On the morning of July 14, 1839, Albert apparently saw an opportunity for escape and took it. As the advertisement relates, Albert absconded with the horse that pulled the ice cart, leaving the vehicle in the roadway. Gay mentioned also that he had learned that the young slave man might be headed for the free state of Ohio. Gay, too, mentioned that due to Albert's departure, and apparently the separate issue of Albert's killing of Gay's mule, he could not long serve ice to his customers. Albert's agency of running away, stealing Gay's horse, and leaving him without a driver was a triple economic whammy on Gay. I assume that if Gay was not able to recover Albert, he would have had to pay Miss Pollard for the loss.
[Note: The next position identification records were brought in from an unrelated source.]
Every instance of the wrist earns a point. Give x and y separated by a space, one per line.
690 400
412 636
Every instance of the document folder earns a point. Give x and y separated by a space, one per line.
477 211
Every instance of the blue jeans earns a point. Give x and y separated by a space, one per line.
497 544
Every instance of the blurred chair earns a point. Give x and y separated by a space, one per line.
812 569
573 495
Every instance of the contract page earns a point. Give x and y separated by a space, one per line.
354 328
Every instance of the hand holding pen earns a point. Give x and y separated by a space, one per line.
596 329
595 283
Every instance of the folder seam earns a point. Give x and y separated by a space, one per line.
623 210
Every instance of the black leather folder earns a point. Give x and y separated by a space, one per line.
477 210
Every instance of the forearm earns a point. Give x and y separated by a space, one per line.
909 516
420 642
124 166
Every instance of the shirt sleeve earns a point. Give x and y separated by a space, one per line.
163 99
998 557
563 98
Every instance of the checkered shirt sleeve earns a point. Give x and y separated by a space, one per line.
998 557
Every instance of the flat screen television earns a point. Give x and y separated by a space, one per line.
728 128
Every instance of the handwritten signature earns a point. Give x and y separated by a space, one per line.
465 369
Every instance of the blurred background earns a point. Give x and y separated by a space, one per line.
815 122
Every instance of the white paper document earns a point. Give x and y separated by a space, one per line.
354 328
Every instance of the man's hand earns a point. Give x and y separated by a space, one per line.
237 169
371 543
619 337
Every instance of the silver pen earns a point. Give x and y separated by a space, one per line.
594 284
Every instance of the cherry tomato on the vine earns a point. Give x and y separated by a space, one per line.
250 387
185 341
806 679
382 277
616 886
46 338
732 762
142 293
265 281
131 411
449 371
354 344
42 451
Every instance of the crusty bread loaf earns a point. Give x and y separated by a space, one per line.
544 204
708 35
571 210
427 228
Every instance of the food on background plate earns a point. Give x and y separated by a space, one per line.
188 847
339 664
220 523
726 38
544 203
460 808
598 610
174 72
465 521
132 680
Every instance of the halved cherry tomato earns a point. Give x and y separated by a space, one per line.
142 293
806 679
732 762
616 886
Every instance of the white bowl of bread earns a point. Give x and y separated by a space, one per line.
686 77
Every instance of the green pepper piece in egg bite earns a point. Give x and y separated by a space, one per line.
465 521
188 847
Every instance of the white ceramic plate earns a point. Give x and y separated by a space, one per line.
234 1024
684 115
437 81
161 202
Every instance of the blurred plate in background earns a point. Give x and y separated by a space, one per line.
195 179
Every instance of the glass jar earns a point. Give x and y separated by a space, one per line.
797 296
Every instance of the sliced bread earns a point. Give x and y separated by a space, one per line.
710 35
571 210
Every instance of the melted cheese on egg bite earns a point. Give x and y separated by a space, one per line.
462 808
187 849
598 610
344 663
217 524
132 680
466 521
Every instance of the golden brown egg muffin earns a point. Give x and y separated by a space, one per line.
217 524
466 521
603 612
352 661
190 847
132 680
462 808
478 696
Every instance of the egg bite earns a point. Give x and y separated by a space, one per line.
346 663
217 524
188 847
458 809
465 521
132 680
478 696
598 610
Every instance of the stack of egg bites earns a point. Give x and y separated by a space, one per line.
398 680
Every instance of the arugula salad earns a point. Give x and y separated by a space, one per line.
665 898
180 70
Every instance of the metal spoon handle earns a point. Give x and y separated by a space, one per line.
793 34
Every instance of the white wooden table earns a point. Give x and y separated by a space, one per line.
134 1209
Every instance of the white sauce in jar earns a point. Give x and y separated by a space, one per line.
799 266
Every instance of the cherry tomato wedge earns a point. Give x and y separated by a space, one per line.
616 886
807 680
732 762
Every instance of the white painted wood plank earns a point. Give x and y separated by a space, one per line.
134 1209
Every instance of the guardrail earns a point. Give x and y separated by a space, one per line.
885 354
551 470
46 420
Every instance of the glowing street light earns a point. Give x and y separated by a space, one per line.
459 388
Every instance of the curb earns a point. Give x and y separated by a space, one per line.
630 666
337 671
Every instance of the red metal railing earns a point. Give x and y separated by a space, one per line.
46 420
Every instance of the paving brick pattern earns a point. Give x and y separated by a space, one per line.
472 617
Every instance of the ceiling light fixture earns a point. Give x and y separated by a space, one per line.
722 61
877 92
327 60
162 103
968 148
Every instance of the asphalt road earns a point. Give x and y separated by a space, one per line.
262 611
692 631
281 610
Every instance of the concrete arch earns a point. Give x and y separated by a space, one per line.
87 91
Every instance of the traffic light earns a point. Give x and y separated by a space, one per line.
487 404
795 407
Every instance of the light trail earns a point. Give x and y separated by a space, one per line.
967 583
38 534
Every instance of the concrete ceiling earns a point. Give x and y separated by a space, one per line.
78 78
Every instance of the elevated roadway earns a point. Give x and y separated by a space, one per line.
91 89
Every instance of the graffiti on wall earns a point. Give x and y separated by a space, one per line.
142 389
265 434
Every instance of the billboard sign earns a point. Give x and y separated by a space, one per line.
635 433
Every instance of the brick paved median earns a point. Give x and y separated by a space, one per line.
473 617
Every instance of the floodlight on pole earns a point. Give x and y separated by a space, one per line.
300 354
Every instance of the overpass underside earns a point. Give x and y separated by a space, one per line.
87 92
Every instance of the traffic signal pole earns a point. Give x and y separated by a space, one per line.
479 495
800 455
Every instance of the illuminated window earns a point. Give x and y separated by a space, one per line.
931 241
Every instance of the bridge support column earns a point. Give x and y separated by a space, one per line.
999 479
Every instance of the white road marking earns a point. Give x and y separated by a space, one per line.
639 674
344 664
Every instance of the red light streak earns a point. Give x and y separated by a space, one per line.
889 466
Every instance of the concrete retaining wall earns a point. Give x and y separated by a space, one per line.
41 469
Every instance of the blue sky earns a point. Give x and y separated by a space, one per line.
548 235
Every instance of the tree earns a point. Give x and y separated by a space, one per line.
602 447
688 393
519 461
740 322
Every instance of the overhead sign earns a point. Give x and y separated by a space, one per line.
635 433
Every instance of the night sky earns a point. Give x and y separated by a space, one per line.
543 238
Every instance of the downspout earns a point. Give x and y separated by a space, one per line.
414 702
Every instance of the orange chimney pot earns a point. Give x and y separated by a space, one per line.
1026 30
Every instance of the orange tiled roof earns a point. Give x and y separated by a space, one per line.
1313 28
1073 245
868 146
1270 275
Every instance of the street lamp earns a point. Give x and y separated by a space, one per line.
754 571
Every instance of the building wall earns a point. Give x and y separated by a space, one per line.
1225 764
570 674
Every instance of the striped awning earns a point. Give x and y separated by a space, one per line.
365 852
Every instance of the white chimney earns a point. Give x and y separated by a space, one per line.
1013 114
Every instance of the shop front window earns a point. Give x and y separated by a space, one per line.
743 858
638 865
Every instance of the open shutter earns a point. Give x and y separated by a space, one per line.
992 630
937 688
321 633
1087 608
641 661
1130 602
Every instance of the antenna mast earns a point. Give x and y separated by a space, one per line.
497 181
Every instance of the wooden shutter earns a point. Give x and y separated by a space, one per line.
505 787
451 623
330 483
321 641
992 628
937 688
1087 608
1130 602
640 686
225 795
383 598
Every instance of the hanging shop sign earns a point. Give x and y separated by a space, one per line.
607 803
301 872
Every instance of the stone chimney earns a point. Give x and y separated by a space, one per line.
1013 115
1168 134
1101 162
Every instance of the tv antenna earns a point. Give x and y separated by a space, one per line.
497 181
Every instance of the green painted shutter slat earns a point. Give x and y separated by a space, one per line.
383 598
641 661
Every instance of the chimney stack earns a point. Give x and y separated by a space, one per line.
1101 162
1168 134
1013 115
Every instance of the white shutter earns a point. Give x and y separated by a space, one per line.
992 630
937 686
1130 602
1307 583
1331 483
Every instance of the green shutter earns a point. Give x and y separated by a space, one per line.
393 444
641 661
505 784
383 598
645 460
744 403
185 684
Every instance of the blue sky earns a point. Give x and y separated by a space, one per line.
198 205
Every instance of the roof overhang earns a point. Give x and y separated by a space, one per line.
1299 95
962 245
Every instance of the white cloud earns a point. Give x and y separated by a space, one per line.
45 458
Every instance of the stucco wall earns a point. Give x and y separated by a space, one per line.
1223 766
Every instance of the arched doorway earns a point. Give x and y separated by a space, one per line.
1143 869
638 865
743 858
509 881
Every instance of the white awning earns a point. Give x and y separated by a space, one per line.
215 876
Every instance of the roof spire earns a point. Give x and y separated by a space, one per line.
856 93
I do not know whether Gay recovered Albert or not. And while Albert's flight was surely a sting to Gay's pocket book (if only temporarily) it seems that Gay recovered. Gay was located in the 1840 census as the owner of five slaves; one boy, two men, a girl, and a woman. Gay also shows up in the 1850 census as a fifty-five year old farmer, owning $2300 in real estate. In addition, Gay had increased his slave labor force by two from his 1840 holdings to seven.